Well then, let's get started.
On the one hand, this tour has changed me. The last weeks have been formative for spirit and personality. As I wrote in one of my first articles, it was initially difficult to leave everything behind me me. I felt much grief and heartache, leave not only all known at home as well, each time to go short term phenomena. My mind hung on my previous environment, friends and family, as well as to Unmittelbarerem as I felt particularly at home my past travelling companions or a place where.
In this area, there was a change. I can many things get better and let go, and go with the natural flow. A mind like water, it is said in the Zen. More and more, it is for me in this direction. This affects also on concepts and ideas. Continue times other than intended or something is not working as planned, get it now and I can often watch the emotions associated with their comings and goings.
On the other hand, there was also no change. It feel still all on as in the past himself, as before. Beneath the waves of the mind and personality is there anything else, what since eh and rests in its original state. The waves of this world seem to have nothing.
Many people believe, I think that particularly need to be determined on this tour that it is a challenge, that I can be proud of me. I would thus like to clean up. The first week the trip still physically tiring, was still mentally the first month. Is now commonplace, not anstrengender the whole, challenging or bewundernswerter as the weekly shopping at the supermarket. And so as I am not particularly proud of me to go shopping (or need a lot of courage to), I'm not even now.
So much to do so. But what did I find? Freedom? With nieces.
In my first article I wrote, I want to know, what is life and what is freedom. Now the illusion has me, I could do this by my bike trip, leave. Life is an always and always. And freedom is not to be found in the outside. Means to be able to go freedom wherever I want, or that do no longer, then for me to know what I like. Even if one this whole and completely possible would be, it would be still trapped. Caught in his own ideas in his ideas and ideals, ideologies, assertions, perspectives, prejudices and assumptions. And they grow or wane regardless of the odometer.
However, this does not mean that you can not be free. You must focus but from outside to inside. And this trip is much more subtle, but therefore not less exciting. Their range extends from moments in thoughtless silence moments where you don't know what's happening and do not know who does not know what is happening.
Furthermore, I've won the realization that even fortune not on such a trip is to find. Furthermore I was me but before that aware, now that's justified but also in my own experience.
I had the only thing I have found that even before, I. No matter where I go, I'm where I'm going wherever I find myself. The ego seems the only continuous flow of time.

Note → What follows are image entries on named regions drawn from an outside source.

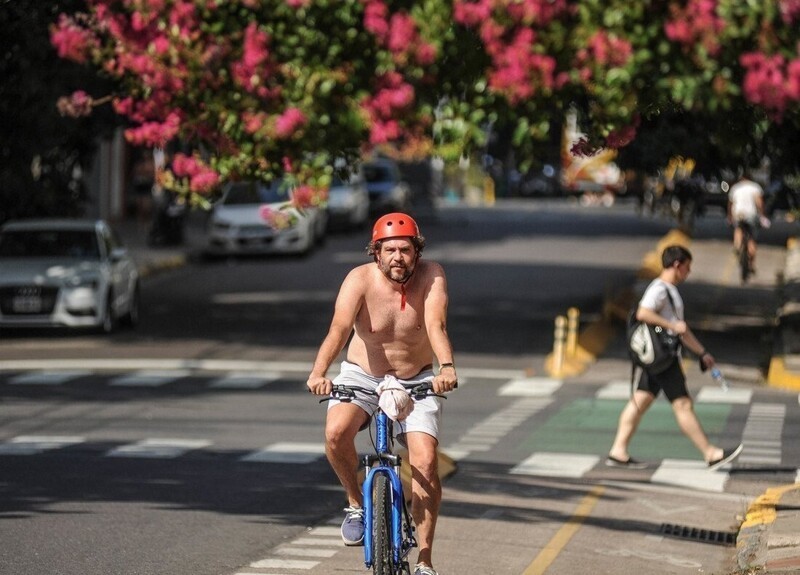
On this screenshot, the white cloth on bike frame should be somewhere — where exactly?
[375,375,414,421]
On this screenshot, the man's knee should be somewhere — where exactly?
[325,412,364,449]
[671,395,694,412]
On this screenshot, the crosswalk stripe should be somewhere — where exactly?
[109,369,192,387]
[106,439,211,459]
[739,403,786,465]
[209,372,281,389]
[510,452,600,478]
[650,459,728,492]
[292,537,342,547]
[275,547,339,559]
[239,442,325,463]
[8,370,91,385]
[695,386,753,405]
[497,377,564,397]
[0,435,85,455]
[444,397,553,461]
[250,559,319,570]
[595,379,631,401]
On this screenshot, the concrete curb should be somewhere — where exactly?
[767,238,800,391]
[736,483,800,573]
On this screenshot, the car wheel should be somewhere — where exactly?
[100,292,117,334]
[123,283,141,327]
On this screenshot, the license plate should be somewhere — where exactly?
[11,295,42,313]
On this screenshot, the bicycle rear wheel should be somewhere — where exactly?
[739,228,752,283]
[372,474,395,575]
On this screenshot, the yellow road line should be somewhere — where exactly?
[522,485,605,575]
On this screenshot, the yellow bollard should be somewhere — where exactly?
[567,307,581,357]
[553,315,567,376]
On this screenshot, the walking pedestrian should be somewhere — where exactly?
[606,245,742,470]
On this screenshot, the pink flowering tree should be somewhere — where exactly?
[51,0,800,204]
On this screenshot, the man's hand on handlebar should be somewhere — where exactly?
[433,369,458,393]
[306,375,333,395]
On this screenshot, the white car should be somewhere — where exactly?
[206,180,328,256]
[0,219,140,333]
[328,170,369,229]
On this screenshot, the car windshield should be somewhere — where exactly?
[364,165,392,182]
[0,230,100,259]
[222,181,290,206]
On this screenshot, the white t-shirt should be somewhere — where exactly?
[728,180,764,221]
[639,278,683,332]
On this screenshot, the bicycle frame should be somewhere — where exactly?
[362,411,416,568]
[320,383,444,574]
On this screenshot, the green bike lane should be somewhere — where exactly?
[225,227,798,575]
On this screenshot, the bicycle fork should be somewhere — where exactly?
[363,454,417,568]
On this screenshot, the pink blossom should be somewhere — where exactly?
[125,112,181,147]
[275,108,308,138]
[50,14,97,64]
[150,35,170,56]
[416,42,439,66]
[664,0,725,55]
[740,52,790,119]
[189,167,220,194]
[606,126,636,149]
[388,13,417,52]
[453,0,494,26]
[242,111,266,134]
[364,0,389,42]
[56,90,94,118]
[778,0,800,25]
[369,120,400,144]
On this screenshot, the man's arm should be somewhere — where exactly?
[425,262,458,393]
[306,270,363,395]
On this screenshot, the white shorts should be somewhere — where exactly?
[328,361,442,438]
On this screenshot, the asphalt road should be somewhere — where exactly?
[0,202,800,575]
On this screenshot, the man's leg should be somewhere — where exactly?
[325,403,369,507]
[733,222,742,252]
[406,431,442,567]
[672,396,722,462]
[608,389,656,461]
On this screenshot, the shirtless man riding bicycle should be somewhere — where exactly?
[307,213,457,575]
[728,172,769,271]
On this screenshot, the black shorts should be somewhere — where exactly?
[636,358,689,403]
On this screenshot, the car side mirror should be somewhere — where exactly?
[109,248,128,263]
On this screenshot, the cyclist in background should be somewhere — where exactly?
[728,171,766,272]
[307,213,457,575]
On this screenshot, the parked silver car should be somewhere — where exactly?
[206,180,328,256]
[0,219,140,333]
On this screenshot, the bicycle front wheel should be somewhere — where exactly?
[372,474,394,575]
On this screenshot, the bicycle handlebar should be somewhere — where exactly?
[319,382,458,403]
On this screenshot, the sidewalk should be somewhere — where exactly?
[108,212,800,573]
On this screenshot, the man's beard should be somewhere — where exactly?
[381,264,414,284]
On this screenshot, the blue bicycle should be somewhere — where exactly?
[320,383,446,575]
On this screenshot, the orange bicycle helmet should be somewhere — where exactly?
[372,212,419,242]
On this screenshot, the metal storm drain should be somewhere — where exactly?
[661,523,736,545]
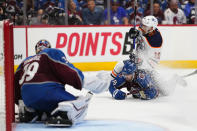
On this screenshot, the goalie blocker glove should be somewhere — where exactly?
[129,28,140,39]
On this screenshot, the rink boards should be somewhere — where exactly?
[14,25,197,71]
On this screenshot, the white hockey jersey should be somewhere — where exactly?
[162,8,186,24]
[111,29,163,77]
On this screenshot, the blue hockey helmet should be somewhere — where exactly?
[35,39,51,54]
[122,60,137,75]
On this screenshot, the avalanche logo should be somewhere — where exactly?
[62,56,69,63]
[139,73,145,79]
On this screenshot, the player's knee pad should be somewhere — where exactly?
[84,76,110,94]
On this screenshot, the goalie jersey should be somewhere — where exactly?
[15,48,84,109]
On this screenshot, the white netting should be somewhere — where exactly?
[0,21,6,131]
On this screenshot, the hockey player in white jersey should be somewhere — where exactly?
[15,39,107,126]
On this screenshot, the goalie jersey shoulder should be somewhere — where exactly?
[40,48,68,63]
[145,29,163,48]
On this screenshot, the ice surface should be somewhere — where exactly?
[15,69,197,131]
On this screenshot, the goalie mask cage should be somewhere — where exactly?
[0,20,15,131]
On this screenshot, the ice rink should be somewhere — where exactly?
[14,69,197,131]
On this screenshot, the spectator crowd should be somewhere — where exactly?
[0,0,195,25]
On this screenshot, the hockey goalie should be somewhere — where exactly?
[14,39,108,126]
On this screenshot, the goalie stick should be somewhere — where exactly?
[133,0,137,53]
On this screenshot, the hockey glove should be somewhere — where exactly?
[112,89,126,100]
[129,28,139,39]
[122,60,137,75]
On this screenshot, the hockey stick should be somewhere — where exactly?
[133,0,137,53]
[182,69,197,78]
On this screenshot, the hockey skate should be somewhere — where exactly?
[45,111,72,127]
[19,100,44,123]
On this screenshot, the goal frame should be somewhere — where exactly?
[3,20,15,131]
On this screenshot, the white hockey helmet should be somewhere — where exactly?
[142,15,158,30]
[35,39,51,54]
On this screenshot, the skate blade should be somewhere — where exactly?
[45,123,72,127]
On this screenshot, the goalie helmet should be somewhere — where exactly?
[35,39,51,54]
[140,15,158,33]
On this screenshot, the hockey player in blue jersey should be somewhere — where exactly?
[15,40,98,126]
[109,54,159,100]
[109,16,186,100]
[109,16,163,99]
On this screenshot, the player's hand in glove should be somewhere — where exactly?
[112,89,127,100]
[129,28,140,39]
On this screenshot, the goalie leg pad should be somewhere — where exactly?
[51,93,92,124]
[84,72,110,94]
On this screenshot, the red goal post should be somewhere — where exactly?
[0,20,15,131]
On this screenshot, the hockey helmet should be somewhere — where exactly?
[35,39,51,54]
[140,15,158,33]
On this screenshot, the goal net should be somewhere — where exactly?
[0,21,14,131]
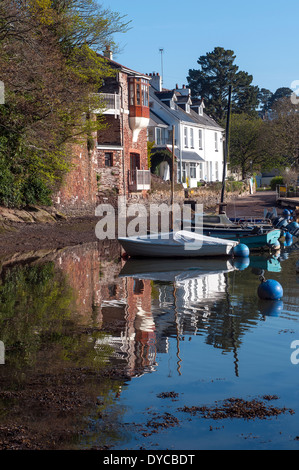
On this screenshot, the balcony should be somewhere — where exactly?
[99,93,121,116]
[129,169,151,191]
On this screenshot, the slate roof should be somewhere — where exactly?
[149,109,170,127]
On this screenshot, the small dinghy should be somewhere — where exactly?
[118,230,239,258]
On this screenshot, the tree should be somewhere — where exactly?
[268,97,299,168]
[258,87,293,113]
[187,47,259,121]
[0,0,125,206]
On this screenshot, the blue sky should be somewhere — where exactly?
[99,0,299,92]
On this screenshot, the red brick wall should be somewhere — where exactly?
[98,73,148,195]
[53,68,148,215]
[53,139,97,216]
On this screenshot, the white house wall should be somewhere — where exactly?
[150,89,223,187]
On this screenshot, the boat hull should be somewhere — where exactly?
[204,229,281,249]
[118,232,239,258]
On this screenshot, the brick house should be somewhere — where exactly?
[53,50,151,215]
[96,50,150,199]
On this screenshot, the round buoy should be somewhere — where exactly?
[257,279,283,300]
[233,243,250,258]
[271,241,281,251]
[233,256,250,271]
[259,300,283,317]
[286,222,299,233]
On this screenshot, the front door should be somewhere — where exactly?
[130,153,140,172]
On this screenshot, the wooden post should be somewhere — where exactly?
[171,126,175,230]
[219,85,232,214]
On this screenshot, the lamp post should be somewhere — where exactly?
[219,85,232,214]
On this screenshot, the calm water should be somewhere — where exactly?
[0,244,299,450]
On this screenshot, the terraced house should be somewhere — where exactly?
[53,50,151,215]
[148,74,224,188]
[97,51,150,199]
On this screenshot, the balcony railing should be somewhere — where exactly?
[129,169,151,191]
[99,93,120,115]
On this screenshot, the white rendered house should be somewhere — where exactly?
[148,74,224,188]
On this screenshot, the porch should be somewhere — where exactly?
[129,168,151,191]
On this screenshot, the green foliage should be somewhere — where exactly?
[270,176,284,191]
[147,141,155,169]
[0,0,127,207]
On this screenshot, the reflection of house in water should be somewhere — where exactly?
[159,273,227,334]
[102,278,156,376]
[52,240,156,376]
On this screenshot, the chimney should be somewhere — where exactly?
[103,46,113,60]
[149,72,162,91]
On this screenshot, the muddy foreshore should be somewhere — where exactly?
[0,192,276,258]
[0,194,284,450]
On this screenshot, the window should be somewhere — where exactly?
[199,163,203,181]
[156,127,165,145]
[190,163,196,178]
[215,132,218,152]
[198,129,203,149]
[141,80,148,106]
[182,163,186,183]
[190,128,194,149]
[105,152,113,166]
[184,127,188,148]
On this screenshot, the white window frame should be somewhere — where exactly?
[215,132,219,152]
[189,163,196,179]
[190,127,194,149]
[184,127,189,148]
[198,129,203,150]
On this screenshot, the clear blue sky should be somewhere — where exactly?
[103,0,299,92]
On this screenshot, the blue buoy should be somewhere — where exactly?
[271,240,281,251]
[257,279,283,300]
[233,243,250,258]
[233,256,250,271]
[259,300,283,317]
[286,222,299,233]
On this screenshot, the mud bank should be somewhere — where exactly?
[0,192,276,258]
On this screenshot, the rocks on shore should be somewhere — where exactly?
[0,206,67,230]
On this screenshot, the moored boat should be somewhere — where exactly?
[118,230,239,258]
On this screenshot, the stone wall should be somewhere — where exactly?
[52,143,97,216]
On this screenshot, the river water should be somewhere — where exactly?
[0,243,299,450]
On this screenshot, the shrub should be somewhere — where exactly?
[270,176,284,191]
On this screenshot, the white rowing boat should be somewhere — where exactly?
[118,230,239,258]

Thus I conclude therefore, that here nothing is found, what not also already before that there was. There is nothing to add, nothing you could add nothing to gain. To find where to go themselves. One is free not by new. You are free, when you lose. When one loses his ideas about the world.
Note: I share from my current point of view. And he is on the move. What seems so today still as clear and correct, may prove to be maybe tomorrow as pure fiction and Utopia.
What do you think about the theme of freedom? Can we be free?
Edit: That doesn't mean that the travel is no fun! The opposite is the case, it's just different than initially thought.